Is the following argument correct?
Proposition. If $(x_n)\to x$ and $\forall n\in\mathbf{N}(x_n\ge 0)$, show that $(\sqrt{x_n})\to\sqrt{x}$.
Proof. Assume $x\neq 0$. Now since $x_n\ge 0,\forall n\in\mathbf{N}$, appealing to theorem $\textbf{2.3.4}$, yields $x\ge 0$ but $x\neq 0$ and so $x>0$ and by extension $\sqrt{x}>0$.
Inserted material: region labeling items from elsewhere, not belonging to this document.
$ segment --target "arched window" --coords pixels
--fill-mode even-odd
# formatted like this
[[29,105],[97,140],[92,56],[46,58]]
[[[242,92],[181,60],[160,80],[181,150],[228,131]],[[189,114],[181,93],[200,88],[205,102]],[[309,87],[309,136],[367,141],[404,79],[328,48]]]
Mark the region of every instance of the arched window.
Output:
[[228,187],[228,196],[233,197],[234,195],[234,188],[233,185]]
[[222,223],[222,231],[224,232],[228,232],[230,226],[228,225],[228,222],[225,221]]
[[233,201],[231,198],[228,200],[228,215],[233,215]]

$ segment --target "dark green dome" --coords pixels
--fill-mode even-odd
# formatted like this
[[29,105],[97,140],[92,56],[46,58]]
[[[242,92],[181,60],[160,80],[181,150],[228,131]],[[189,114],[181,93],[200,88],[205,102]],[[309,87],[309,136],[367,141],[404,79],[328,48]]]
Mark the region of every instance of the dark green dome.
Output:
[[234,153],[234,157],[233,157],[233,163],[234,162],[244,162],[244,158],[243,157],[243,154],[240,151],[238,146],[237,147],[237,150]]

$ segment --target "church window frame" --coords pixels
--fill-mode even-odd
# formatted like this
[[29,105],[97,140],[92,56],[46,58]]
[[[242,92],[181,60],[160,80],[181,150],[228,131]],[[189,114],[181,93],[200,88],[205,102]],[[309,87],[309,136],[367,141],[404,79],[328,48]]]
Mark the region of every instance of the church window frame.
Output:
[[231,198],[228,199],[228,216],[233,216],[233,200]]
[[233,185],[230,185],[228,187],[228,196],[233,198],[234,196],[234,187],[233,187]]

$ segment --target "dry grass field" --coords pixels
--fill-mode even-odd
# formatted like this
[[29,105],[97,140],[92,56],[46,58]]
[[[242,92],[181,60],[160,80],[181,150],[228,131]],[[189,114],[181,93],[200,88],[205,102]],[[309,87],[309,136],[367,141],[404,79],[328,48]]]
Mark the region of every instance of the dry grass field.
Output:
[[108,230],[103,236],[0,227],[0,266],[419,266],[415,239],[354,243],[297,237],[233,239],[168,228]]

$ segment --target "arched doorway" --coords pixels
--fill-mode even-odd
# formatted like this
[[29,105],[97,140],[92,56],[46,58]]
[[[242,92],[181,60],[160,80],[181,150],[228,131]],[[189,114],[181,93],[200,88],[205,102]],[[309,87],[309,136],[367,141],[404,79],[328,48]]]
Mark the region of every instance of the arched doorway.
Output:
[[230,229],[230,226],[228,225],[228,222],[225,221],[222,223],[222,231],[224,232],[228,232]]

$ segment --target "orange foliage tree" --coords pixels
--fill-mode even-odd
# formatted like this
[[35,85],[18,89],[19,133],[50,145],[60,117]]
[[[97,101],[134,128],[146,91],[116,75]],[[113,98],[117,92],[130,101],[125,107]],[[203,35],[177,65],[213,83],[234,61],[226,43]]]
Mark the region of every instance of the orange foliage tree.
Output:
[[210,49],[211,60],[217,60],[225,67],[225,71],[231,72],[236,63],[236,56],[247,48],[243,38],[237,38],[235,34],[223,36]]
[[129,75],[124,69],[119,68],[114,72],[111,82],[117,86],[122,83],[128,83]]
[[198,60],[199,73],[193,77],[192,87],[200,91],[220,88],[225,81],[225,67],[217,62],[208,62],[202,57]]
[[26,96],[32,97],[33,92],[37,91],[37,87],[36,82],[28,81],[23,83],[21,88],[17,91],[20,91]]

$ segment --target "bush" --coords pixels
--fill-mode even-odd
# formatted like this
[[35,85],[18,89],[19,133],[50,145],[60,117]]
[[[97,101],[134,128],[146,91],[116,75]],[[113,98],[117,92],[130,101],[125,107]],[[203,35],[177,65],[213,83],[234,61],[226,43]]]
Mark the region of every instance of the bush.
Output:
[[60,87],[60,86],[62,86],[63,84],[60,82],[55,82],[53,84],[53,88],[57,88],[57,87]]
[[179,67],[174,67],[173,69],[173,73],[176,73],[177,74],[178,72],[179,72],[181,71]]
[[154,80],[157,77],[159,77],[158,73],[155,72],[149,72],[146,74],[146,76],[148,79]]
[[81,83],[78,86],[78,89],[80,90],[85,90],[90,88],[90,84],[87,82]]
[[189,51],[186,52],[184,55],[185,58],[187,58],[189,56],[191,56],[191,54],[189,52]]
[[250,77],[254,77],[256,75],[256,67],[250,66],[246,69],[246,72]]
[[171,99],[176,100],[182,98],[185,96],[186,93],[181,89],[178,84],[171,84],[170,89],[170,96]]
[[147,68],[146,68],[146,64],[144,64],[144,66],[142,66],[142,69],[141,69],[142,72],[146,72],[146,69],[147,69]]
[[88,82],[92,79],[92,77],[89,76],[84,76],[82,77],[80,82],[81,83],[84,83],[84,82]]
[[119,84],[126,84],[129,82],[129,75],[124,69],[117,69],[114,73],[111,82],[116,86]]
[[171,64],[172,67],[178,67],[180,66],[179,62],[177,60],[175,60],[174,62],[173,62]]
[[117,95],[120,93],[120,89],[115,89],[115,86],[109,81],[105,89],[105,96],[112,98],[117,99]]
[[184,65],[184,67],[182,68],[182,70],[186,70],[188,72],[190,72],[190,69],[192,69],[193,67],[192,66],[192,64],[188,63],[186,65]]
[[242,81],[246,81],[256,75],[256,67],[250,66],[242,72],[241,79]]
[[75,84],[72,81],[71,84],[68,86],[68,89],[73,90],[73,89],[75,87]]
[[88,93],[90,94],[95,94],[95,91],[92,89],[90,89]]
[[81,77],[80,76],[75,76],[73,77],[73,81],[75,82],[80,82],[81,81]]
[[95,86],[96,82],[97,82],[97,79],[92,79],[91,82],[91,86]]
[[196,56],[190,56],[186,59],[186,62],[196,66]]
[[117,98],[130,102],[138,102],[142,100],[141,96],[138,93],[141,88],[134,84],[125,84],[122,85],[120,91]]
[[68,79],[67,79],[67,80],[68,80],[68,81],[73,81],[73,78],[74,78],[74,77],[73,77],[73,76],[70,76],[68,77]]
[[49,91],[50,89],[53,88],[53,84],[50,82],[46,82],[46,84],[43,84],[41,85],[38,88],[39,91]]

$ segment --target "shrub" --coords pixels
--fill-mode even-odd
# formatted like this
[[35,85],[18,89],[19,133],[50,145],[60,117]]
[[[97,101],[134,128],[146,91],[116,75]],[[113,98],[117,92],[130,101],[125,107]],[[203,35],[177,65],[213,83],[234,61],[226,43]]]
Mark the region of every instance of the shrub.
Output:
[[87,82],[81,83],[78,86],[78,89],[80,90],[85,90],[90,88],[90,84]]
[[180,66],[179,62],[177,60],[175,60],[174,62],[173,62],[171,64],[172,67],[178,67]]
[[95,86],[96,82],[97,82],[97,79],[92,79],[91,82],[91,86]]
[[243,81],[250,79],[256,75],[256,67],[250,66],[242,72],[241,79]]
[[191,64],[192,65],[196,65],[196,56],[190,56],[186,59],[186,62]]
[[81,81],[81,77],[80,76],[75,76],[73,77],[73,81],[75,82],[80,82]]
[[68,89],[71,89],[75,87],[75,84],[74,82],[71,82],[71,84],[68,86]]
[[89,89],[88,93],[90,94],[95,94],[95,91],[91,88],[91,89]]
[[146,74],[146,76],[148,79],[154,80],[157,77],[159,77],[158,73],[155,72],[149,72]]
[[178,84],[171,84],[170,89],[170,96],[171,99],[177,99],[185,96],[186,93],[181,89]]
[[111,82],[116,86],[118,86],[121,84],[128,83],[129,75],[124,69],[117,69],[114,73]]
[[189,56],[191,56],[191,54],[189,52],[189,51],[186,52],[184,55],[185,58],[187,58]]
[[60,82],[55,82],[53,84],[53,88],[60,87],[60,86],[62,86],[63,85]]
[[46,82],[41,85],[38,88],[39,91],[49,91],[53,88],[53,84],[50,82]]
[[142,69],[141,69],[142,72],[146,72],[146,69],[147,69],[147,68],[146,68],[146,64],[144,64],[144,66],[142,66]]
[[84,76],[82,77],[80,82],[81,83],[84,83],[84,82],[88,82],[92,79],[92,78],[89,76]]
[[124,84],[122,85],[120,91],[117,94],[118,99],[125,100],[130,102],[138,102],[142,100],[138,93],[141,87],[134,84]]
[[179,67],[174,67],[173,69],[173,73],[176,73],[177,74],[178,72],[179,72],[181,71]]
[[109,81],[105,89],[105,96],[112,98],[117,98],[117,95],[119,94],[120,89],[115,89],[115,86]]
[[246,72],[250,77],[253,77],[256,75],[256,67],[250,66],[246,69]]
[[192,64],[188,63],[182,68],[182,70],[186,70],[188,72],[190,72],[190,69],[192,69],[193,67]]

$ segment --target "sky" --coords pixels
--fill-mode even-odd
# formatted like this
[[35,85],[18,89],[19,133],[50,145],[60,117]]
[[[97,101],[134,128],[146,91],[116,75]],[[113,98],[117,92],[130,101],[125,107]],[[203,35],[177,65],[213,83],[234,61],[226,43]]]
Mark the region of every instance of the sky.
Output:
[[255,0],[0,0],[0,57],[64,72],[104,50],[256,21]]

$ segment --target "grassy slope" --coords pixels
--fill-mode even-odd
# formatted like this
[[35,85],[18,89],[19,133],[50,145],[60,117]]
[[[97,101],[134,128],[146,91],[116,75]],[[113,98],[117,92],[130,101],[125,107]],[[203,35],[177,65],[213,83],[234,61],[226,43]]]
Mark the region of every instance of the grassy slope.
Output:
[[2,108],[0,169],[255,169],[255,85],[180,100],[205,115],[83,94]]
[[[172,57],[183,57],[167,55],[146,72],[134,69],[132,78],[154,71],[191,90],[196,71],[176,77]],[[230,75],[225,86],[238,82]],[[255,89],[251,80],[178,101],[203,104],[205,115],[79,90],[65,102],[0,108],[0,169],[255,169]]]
Let $\epsilon>0$. Since $(x_n)\to x$, there exists an $N\in\mathbf{N}$ such that $|x_n-x|<\sqrt{x}\epsilon$ whenever $n\ge N$. In addition since $x_n\ge 0$ it follows that $\sqrt{x}\ge 0$ and thus $|\sqrt{x_n}+\sqrt{x}| = \sqrt{x_n}+x$. Now consider the following observation. $$|\sqrt{x_n}-\sqrt{x}| = \frac{|\sqrt{x_n}-\sqrt{x}|\cdot|\sqrt{x_n}+\sqrt{x}|}{|\sqrt{x_n}+\sqrt{x}|} = \frac{|x_n-x|}{\sqrt{x_n}+\sqrt{x}}\leq \frac{|x_n-x|}{\sqrt{x}}$$ Now let $n$ be an arbitrary positive integer such that $n\ge N$, we have $|x_n-x|<\sqrt{x}\epsilon$, consequently $|x_n-x|/\sqrt{x}<\epsilon$
$\blacksquare$
Note:
In the above proof the assumption of $x\neq 0$ is due to the fact that i have proved the proposition in the event $x=0$.
In addition theorem $\textbf{2.3.4}$ is the statement that if $(x_n)\to x$ then $\forall n\in\mathbf{N}(x_n\ge 0)$ implies $x\ge 0$.